At a recent conference, someone commented that one task of today’s theologian is to review Vatican II and the implementations and other changes made in the years following this council. Among these changes was one that resulted in a drastic decline of penitential culture in the United States. This was precipitated by an apostolic constitution of Blessed Paul VI, who wrote Paenitemini with the hope that local bishops would be able to renew the practices of penance in their respective locales. An updating of such practices, it was hoped, would bring penances more directly related to (and appropriate for) the situation of the faithful in particular places, rather than prescribing (as canon law did) a one-size-fits-all obligatory penance.
In the United States, the National Conference of Catholic Bishops wrote a letter establishing new guidelines for penance, which were implemented in Advent of 1966. Among the required penance that was altered for the faithful was the practice of Ember Days. Due to this change in 1966, most post-Vatican II Catholics are altogether unfamiliar with Ember Days. This time of year, however, people will occasionally mention the practice, and there are a few who still choose to observe Ember Days.
Ember Days represent a classic re-appropriating of the pagan culture, as they were a way to sanctify the pagan rituals associated with the seasonal changes related to planting, harvesting, and vintage. The western Church expanded these rites from three to four times a year and made them special days to thank God for gifts of nature, pray to make use of them in moderation, and to help the needy who lacked such resources. A further development was to offer prayers with those preparing for ordination to the priesthood.

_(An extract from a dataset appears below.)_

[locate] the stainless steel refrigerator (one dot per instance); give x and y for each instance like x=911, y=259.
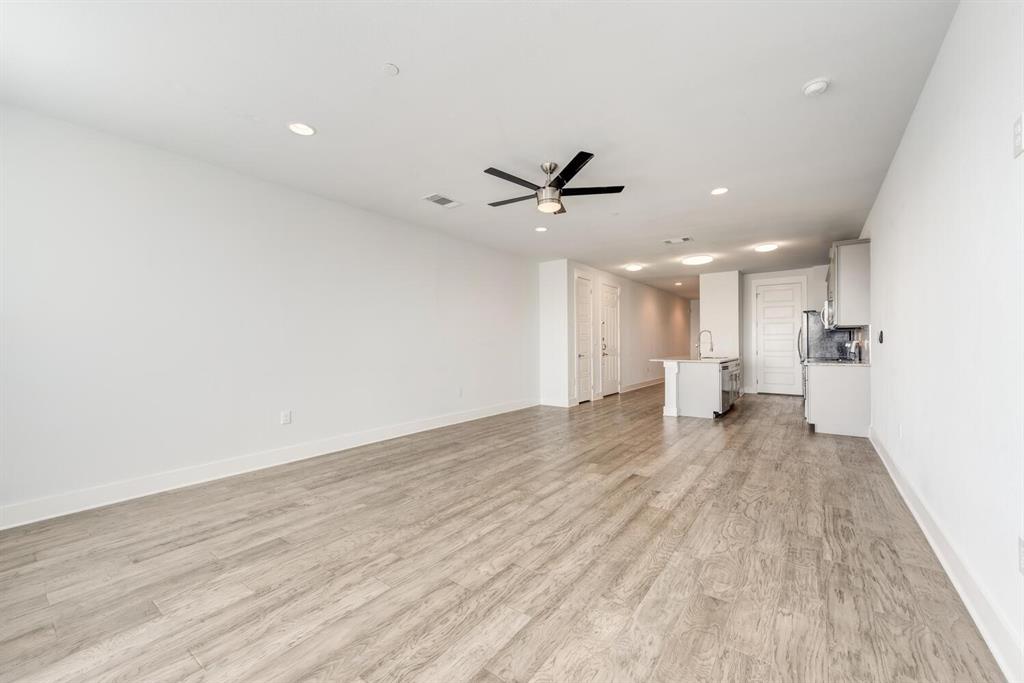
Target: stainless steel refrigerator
x=814, y=342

The practice of Ember Days consisted of fast and abstinence from meat on one Wednesday, Friday, and Saturday at each of these four times of the year: after the Exaltation of the Holy Cross (fall), after the Feast of St. Lucy (winter), after Ash Wednesday (spring), and after Pentecost (summer). Liturgically, the associated prayers had a penitential tone, and ordinations of priests generally occurred at the completion of Ember Days.
In the wake of Vatican II, Ember Days were easily dismissed in the United States, perhaps for two reasons. First, the Church was no longer enmeshed in an agrarian society. Many of the faithful had little or no experience of planting, harvest, or vintage; they were largely disconnected from their food and the work that went into getting it to their table. Secondly, with a Vatican II theology noting the “universal call to holiness” and using the phrase “the People of God,” it may have seemed unnecessary or counter-intuitive to offer special prayers for those about to be ordained to the priesthood.

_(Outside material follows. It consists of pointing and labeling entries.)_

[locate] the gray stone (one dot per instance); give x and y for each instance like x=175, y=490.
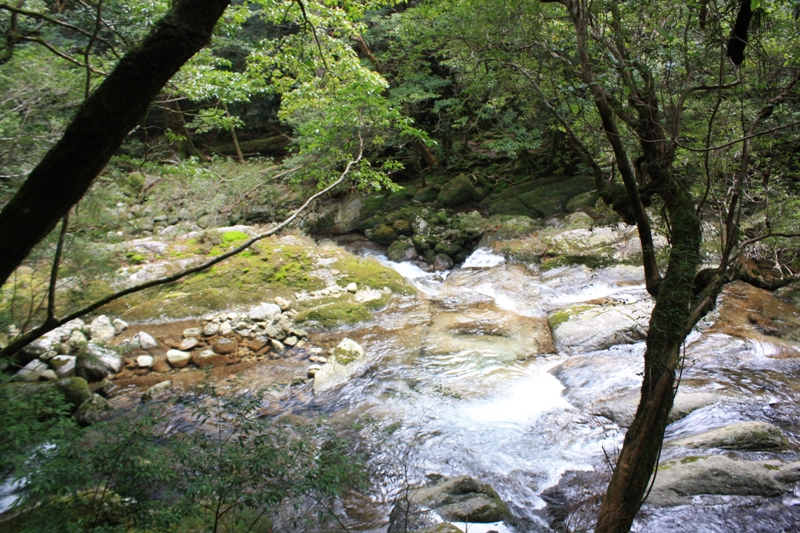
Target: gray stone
x=77, y=339
x=102, y=330
x=678, y=480
x=64, y=365
x=277, y=345
x=225, y=346
x=48, y=375
x=587, y=328
x=94, y=409
x=145, y=341
x=154, y=391
x=119, y=325
x=192, y=332
x=264, y=311
x=347, y=359
x=211, y=329
x=178, y=359
x=738, y=436
x=188, y=344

Interestingly, we now face a situation where we can acknowledge two crises with respect to the Church in the United States. On the one hand, many of us are concerned with environmental issues, and on the other hand, we have been dismayed about the scandal among clergy and their leadership. Now might be a good time for theologians to reconsider this removal of Ember Days from the liturgical calendar and to consider voluntarily observing these days.
The fall Ember Days are this Wednesday, Friday, and Saturday, and, since observation is not obligatory, we might consider doing one (or more) of these acts: 1. abstaining from meat on these days, 2. not eating between meals on these days (or practicing a “Catholic fast,” with one full meal and two smaller meals), 3. attending daily Mass on these days, 4. offering extra prayers for bishops, priests, seminarians, and deacons, 5. almsgiving to assist those who are hungry and lack food, e.g. donating to a parish food pantry, 6. choosing another act of penance for our misuse of God’s gifts.